All the while, Roman keeps an illustrated diary in which he writes down all of Sun Tzu's teachings (The Art of War). Roman rises through the ranks of Trench and ultimately wins the opportunity to avenge his brother, redeem himself for disfiguring the woman he loves, and save the United States from bankruptcy—but at tremendous personal cost.

==Chinatown blood event==
In May 2011, Kelly Roman and Michael Deweese staged a publicity stunt in New York's Chinatown during which they had their blood extracted in public and stamped on the covers of chapter samples which they handed out for free to comic book fans.

==Art exhibition==
Beginning on July 31, 2012, White Box, an art gallery in New York City, launched a week-long exhibition of all the original artwork for The Art of War—over 230 pieces.

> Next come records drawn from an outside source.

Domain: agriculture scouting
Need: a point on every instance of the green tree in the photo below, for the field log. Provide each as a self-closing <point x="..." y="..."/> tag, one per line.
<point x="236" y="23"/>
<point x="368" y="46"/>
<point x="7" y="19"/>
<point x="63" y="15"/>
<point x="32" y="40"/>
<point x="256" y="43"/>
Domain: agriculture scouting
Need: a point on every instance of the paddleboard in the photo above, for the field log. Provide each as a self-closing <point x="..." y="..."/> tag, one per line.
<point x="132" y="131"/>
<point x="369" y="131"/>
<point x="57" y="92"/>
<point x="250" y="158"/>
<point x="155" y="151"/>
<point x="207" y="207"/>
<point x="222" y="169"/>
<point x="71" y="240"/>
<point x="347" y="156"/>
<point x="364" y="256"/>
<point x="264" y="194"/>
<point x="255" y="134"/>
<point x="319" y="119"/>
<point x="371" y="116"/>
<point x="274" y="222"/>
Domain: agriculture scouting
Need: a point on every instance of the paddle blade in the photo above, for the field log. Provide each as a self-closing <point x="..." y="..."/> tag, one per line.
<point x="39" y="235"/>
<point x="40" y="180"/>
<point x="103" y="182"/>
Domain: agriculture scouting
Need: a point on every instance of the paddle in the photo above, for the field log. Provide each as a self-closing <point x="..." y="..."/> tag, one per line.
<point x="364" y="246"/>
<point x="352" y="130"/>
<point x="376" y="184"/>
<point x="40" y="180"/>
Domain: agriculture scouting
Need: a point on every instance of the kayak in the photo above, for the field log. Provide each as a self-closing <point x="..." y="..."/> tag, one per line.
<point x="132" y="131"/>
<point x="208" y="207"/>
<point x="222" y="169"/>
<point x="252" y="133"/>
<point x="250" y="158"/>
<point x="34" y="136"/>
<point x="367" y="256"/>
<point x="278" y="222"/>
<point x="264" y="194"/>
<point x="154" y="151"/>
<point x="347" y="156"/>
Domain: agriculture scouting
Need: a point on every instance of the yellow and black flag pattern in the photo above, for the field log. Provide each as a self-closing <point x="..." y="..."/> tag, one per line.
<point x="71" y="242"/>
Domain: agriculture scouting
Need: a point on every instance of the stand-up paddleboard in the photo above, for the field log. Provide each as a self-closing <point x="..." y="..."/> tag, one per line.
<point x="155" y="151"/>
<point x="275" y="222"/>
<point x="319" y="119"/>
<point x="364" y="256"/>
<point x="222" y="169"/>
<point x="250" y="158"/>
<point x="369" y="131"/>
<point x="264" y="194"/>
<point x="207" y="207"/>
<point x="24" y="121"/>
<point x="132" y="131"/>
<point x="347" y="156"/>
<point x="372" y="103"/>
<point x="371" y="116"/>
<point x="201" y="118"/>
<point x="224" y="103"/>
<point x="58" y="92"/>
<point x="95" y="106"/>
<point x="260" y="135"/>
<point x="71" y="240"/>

The event was sponsored by Societe Perrier. Women's Wear Daily reported on vandalism that occurred at White Box on the night of the opening. White Box Artistic Director Juan Puntes told WWD that he had not seen similar violence after an opening since the 1970s and attributed it to the politically charged nature of the graphic novel and its images.

==Reception==
Reviews of The Art of War have been mostly positive. Critics praised it for its strong characters, visual intensity and experimentation, and social commentary on the modern financial industry and China-US relations, while others criticized it for being too dark and violent. Prominent reviewers drew comparisons to Philip K. Dick, William Gibson and Jean-Luc Godard.

The San Francisco Chronicle described the book as "a melodrama of chiaroscuro, with red surging onto Michael DeWeese's virtuosic twist on the heavy metal palette when blood is shed ... the novel has the feel of a ballet or an opera."

The Austin Chronicle urged readers to "imagine the sort of thing William Gibson, on steroids, might write if he'd been bitten by a radioactive E. O. Wilson".

Kirkus Reviews called it "an epic dystopian story of brotherly love and corporate greed".

Comic Book Resources wrote "The Art of War is strongly recommended."